Toolkits > com.ibm.streamsx.nlp 1.9.2 > com.ibm.streamsx.nlp > TfIdfWeight
This operator determines how meaningful a term/word in a text is related to a previously trained model (corpus).
Required: corpusFile, defaultIDF, documentAttribute
Optional: nTopWeightedTerms, termAttribute
Tuples for TF-IDF calculation
This input port tuple contains the filename of the corpus file to load. You can also change the defaultIDF value with this control port tuple. Supported tuple attributes are rstring corpusFile and/or float64 defaultIDF.
The original argument expression is submitted.
This function generates a list of terms and corresponding TF-IDF value.
Example use:
stream<rstring text,list<tuple<rstring term, float tfidf>> result> A = TfIdfWeight() { param ... output A : result = WeightedTerms(); }
This function generates a list of terms and corresponding TF-IDF value limited to the number of term specified by the parameter nTopWeightedTerms.
Example use:
stream<rstring text,list<tuple<rstring term, float tfidf>> result> A = TfIdfWeight() { param ... output A : result = TopWeightedTerms(); }
This mandatory output port sends the tf-idf tuples from the documents received on input port 0.

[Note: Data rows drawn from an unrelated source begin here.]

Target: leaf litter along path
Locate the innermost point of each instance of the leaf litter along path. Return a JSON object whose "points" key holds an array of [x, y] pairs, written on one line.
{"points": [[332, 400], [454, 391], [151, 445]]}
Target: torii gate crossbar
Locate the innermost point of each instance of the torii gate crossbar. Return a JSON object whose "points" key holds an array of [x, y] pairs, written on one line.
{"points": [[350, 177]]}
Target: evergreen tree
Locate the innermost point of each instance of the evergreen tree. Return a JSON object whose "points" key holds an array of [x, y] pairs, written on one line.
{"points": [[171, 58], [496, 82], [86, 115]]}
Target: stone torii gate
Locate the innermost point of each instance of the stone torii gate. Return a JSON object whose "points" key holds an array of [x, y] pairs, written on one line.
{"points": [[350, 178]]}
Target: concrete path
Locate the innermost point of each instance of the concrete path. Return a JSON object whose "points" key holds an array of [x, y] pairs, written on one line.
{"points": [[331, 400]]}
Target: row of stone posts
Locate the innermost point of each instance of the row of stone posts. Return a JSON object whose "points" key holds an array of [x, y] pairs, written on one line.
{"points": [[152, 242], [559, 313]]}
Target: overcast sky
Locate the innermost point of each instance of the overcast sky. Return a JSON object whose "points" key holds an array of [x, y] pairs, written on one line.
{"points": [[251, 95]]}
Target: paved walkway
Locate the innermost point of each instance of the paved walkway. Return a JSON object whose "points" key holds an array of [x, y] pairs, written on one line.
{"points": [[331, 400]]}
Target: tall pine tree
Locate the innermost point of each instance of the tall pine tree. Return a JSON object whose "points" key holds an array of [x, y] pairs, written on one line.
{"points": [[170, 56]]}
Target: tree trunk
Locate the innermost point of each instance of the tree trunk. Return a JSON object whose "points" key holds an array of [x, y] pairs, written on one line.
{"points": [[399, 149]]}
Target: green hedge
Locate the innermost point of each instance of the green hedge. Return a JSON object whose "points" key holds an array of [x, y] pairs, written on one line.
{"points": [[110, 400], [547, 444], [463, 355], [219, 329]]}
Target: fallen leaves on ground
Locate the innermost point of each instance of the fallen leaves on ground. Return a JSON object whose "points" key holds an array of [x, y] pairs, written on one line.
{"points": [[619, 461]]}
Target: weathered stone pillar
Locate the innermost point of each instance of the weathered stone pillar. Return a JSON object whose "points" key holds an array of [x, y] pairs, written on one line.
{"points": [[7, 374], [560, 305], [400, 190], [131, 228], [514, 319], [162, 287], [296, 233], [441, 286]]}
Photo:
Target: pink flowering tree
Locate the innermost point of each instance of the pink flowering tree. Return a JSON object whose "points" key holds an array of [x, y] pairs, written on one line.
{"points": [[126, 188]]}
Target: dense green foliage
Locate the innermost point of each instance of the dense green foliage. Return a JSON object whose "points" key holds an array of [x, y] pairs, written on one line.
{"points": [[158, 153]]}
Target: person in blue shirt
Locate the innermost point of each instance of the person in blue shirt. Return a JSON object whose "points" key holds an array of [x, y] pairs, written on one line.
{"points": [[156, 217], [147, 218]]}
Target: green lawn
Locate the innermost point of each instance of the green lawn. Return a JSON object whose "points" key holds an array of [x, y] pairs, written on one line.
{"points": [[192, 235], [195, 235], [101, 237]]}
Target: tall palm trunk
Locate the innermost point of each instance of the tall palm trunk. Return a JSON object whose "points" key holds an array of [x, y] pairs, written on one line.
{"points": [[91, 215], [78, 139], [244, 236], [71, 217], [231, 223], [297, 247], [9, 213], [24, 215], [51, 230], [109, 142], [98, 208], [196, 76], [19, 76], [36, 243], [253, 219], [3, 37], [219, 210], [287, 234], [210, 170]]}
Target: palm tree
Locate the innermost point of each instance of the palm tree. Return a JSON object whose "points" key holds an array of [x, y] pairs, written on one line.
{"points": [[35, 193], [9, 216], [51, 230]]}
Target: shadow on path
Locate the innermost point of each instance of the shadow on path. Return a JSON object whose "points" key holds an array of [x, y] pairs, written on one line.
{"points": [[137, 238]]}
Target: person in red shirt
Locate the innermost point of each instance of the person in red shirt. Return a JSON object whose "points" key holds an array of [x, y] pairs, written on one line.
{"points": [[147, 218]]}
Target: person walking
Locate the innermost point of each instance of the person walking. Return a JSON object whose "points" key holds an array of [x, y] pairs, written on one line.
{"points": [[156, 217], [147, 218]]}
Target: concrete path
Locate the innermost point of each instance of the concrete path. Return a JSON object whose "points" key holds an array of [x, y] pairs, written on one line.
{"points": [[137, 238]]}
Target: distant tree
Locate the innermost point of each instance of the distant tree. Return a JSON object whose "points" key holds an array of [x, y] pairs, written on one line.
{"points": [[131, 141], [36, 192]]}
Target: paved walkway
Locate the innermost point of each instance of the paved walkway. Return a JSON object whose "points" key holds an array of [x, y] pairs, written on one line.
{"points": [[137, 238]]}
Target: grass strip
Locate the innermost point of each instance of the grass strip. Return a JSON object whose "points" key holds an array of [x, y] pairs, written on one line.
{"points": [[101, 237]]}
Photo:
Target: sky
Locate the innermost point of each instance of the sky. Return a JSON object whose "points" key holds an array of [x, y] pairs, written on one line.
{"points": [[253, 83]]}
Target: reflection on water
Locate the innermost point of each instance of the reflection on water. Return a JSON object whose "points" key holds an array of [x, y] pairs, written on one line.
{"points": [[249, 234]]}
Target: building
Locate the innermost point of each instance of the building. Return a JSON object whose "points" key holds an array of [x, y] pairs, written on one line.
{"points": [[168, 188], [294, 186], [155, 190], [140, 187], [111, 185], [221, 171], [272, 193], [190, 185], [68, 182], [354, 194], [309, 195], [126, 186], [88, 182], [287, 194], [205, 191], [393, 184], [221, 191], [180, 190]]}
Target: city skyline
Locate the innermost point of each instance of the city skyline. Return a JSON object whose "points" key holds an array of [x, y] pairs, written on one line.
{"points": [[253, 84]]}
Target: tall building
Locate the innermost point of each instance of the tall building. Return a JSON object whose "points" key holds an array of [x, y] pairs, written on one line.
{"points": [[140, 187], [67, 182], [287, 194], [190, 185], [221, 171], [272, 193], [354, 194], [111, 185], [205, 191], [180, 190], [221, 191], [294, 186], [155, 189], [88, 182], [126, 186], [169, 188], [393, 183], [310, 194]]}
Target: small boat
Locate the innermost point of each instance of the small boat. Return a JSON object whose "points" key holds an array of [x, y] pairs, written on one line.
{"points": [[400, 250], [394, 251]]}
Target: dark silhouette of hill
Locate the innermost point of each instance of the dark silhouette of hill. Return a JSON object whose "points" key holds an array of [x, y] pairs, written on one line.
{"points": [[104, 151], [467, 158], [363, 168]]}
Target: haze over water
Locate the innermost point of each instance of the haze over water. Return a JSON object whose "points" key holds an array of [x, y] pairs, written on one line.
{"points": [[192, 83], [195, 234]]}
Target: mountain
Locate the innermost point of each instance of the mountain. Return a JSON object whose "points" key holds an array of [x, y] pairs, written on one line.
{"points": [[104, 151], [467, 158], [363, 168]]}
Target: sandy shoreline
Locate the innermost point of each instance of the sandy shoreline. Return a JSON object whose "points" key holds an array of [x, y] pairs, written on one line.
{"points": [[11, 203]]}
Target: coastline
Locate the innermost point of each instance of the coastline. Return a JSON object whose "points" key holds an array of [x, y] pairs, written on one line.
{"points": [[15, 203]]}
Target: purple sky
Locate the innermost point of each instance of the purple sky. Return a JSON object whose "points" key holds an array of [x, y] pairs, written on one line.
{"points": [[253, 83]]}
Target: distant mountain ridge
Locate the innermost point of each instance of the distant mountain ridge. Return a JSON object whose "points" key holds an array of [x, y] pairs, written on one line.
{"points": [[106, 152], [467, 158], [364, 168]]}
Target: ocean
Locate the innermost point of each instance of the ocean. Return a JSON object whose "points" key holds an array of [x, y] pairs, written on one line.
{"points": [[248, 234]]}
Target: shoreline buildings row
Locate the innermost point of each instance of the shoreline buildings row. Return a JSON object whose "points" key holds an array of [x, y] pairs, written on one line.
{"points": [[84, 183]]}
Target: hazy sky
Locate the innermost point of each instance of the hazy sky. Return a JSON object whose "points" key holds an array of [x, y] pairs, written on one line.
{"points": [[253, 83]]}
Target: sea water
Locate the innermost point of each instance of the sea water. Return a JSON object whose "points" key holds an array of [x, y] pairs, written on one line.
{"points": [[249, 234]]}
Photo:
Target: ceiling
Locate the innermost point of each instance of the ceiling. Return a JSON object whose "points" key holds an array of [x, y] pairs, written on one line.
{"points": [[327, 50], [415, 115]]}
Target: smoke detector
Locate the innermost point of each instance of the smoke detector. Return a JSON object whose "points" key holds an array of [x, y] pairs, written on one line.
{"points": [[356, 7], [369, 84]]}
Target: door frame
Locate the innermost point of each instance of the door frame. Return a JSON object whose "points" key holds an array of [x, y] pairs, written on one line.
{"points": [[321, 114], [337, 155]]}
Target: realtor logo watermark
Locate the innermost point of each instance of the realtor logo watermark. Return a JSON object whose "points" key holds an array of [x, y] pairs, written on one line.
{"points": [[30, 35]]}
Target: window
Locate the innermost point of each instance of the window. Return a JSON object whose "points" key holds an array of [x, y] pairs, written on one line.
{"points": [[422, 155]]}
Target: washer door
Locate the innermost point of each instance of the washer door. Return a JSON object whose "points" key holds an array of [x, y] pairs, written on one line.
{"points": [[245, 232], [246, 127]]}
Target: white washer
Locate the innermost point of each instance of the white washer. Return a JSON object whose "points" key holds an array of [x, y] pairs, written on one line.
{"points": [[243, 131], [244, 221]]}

Required: corpusFile, defaultIDF, documentAttribute
Optional: nTopWeightedTerms, termAttribute
Filename of the corpus file read at operator initialization. If relative path is used, then root is application directory. It is recommended to store the file in etc directory.
The IDF value if term is not in the corpus.
The input stream attribute containing the document. It must be of type SPL::rstring, SPL:list%ltrstring%gt or SPL:list%lttuple%ltrstring term%gt%gt
Limits the number of terms in the output list. If this parameter is not specified, then all terms are in the output list. This parameter is relevant for the custom output function TopWeightedTerms() only.
The attribute containing the term if documentAttribute is of type SPL:list. If this parameter is not specified, then the SPL:list tuple must contain an attribute with the name term or the first attribute is of type rstring.